Ao término do segundo ano da morte de Chávez, o país mais uma vez tensiona-se, pois continua se configurando uma situação mais convulsiva do que seria esperado. Desta vez atravessada pela combinação de duas grandes crises: a crise política pelo desaparecimento de Chavez da vida política nacional, marcando o início da transição para o pós-chavismo; e forte crise econômica em curso. É por isso que toda a tensão atual não é um acaso, pois desenvolve, mal desaparece da cena Chávez e também quando ressurgem os graves problemas da economia, o governo está sendo novamente cercado pela direita e pelo imperialismo com uma "transição não gradual" do pós-chavismo como temos afirmado.
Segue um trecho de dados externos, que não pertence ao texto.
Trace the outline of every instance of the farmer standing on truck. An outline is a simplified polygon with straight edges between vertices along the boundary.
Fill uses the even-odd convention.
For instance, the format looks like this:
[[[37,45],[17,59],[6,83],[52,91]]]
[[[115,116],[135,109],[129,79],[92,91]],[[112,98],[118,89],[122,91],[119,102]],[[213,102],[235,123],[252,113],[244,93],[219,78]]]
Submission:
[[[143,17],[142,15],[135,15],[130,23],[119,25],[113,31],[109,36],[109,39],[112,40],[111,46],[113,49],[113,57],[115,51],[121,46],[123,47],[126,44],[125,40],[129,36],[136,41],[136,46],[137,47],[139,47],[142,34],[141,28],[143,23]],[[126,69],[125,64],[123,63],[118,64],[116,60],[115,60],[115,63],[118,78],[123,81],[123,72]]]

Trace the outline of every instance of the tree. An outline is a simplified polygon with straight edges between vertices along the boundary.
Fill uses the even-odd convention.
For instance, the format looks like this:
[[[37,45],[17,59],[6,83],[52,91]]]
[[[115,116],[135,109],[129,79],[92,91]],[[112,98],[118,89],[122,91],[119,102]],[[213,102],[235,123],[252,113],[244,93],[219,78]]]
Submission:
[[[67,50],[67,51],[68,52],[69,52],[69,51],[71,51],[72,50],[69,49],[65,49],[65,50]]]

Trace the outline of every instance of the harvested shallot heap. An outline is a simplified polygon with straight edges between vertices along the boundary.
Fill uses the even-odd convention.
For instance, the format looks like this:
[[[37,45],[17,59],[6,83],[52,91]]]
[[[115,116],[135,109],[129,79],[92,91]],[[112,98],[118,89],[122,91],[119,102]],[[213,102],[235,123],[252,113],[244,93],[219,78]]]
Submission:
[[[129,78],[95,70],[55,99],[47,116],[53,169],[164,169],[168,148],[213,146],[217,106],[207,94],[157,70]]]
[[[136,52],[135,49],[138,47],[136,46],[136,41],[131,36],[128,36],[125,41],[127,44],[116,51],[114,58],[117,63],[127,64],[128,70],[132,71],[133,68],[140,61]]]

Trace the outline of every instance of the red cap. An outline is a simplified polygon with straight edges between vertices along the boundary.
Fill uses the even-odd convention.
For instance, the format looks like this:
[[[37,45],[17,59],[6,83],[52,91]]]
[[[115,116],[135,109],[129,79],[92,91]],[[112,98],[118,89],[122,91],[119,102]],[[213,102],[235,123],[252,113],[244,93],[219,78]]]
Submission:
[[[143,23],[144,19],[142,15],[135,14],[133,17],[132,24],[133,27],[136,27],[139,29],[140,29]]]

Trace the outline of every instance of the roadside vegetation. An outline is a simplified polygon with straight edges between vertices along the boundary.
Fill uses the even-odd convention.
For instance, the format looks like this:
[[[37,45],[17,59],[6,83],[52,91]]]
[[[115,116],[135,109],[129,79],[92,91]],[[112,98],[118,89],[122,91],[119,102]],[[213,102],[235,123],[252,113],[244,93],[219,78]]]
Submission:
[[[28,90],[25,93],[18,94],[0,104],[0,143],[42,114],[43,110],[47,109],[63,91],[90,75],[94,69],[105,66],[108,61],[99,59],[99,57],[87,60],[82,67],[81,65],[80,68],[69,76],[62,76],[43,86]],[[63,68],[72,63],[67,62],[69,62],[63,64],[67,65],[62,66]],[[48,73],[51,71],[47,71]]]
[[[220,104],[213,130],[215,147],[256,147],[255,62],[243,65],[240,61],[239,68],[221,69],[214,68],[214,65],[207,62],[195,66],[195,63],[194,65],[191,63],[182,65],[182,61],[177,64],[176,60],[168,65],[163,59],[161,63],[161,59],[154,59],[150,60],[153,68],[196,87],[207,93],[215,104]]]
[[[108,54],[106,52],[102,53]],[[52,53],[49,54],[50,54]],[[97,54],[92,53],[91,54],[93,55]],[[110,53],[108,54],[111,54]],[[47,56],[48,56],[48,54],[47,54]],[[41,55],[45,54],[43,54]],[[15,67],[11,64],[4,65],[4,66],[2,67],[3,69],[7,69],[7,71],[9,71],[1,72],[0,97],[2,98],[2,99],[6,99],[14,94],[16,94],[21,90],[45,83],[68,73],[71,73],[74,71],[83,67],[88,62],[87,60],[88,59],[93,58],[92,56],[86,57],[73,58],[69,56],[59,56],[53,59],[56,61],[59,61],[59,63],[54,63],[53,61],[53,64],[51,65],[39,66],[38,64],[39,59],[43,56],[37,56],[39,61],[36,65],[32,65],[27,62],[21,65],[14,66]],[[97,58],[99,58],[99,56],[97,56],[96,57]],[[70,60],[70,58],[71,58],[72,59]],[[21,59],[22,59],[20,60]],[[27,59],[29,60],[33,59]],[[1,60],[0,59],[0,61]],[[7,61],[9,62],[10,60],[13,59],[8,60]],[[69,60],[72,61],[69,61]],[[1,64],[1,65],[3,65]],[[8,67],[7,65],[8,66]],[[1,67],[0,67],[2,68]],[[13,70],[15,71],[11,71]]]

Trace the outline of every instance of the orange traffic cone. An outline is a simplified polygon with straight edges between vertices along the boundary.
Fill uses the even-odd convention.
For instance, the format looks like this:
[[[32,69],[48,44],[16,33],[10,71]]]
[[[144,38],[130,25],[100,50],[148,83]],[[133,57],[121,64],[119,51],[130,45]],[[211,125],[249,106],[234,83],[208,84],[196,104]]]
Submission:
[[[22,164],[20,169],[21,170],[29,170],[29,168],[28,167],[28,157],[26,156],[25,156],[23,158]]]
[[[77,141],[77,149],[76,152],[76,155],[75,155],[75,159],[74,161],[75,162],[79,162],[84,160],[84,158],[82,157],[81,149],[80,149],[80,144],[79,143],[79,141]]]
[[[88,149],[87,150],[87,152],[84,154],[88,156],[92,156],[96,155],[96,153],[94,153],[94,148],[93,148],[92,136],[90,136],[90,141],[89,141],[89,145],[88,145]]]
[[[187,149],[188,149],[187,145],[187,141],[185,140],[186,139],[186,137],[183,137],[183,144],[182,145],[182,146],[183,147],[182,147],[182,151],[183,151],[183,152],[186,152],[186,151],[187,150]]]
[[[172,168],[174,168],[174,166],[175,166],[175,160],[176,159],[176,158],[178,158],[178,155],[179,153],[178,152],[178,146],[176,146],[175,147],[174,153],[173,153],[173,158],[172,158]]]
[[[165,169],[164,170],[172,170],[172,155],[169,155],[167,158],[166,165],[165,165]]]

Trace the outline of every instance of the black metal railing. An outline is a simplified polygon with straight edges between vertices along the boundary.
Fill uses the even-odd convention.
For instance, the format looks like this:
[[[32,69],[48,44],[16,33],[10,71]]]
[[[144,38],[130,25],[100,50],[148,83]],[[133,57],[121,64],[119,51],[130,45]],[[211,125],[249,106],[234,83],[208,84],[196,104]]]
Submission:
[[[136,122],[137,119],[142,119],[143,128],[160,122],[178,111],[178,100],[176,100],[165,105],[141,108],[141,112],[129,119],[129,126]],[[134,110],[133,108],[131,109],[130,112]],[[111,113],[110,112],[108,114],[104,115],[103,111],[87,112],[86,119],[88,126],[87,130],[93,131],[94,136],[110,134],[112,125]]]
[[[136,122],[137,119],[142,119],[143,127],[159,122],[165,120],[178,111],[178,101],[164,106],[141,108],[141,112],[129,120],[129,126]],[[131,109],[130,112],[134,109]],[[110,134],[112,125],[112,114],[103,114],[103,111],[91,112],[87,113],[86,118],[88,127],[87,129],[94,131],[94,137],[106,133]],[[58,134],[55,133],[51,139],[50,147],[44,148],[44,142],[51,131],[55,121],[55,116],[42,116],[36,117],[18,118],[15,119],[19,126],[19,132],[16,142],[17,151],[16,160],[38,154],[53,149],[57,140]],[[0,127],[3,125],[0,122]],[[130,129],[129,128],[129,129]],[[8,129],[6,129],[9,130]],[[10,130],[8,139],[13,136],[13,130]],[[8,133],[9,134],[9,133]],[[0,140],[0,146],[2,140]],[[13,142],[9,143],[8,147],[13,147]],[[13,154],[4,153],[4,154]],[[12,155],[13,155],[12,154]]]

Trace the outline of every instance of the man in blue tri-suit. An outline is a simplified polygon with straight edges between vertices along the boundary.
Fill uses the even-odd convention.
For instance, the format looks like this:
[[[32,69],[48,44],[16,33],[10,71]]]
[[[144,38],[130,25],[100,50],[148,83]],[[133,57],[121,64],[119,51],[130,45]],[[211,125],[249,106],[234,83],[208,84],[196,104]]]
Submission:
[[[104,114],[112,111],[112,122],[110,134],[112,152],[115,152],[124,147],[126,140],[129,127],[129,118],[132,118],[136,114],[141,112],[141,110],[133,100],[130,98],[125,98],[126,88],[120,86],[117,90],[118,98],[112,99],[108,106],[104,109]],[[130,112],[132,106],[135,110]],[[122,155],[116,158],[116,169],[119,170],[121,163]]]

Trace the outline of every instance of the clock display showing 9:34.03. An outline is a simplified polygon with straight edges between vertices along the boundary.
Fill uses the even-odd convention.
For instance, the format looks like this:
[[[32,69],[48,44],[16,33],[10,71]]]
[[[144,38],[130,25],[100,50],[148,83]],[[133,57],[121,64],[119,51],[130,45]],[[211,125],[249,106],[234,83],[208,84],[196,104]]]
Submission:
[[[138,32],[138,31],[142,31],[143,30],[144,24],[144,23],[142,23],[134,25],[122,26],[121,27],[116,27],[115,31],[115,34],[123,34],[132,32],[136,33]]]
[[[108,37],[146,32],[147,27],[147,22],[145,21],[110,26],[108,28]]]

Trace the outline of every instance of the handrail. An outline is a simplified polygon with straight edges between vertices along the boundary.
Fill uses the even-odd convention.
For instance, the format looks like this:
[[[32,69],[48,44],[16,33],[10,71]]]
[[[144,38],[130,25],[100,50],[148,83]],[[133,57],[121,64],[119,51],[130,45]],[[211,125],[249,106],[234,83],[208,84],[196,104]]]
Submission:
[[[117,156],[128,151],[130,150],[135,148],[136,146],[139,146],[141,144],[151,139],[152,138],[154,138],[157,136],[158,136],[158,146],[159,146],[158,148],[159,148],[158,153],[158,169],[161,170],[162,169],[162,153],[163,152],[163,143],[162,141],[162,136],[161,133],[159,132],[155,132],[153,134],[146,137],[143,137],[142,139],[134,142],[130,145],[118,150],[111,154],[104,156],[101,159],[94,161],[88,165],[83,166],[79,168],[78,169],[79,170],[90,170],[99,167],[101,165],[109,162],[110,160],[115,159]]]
E nesse cenário a situação imperante, as movimentações da direita e a reação do governo se inscrevem.

A classe trabalhadora continua sendo a grande ausente

Mas o grande ausente entre as grandes tensões políticas nacionais continua sendo a classe trabalhadora junto aos setores explorados, atuando de forma independente e com as suas próprias demandas. A a questão-chave agora é sobre a necessidade de pôr em marcha essa poderosa força social lutando por uma saída própria, com suas próprias organizações, e com independência de classe contra os dois projetos dominantes: o da oposição direitista da MUD e o do chavismo, liderada pelo governo de Maduro. Esta é a única forma de evitar que continuem recebendo em suas costas a crise econômica, bem como evitar que a crise atual do chavismo seja capitalizada pela direita e pelo imperialismo.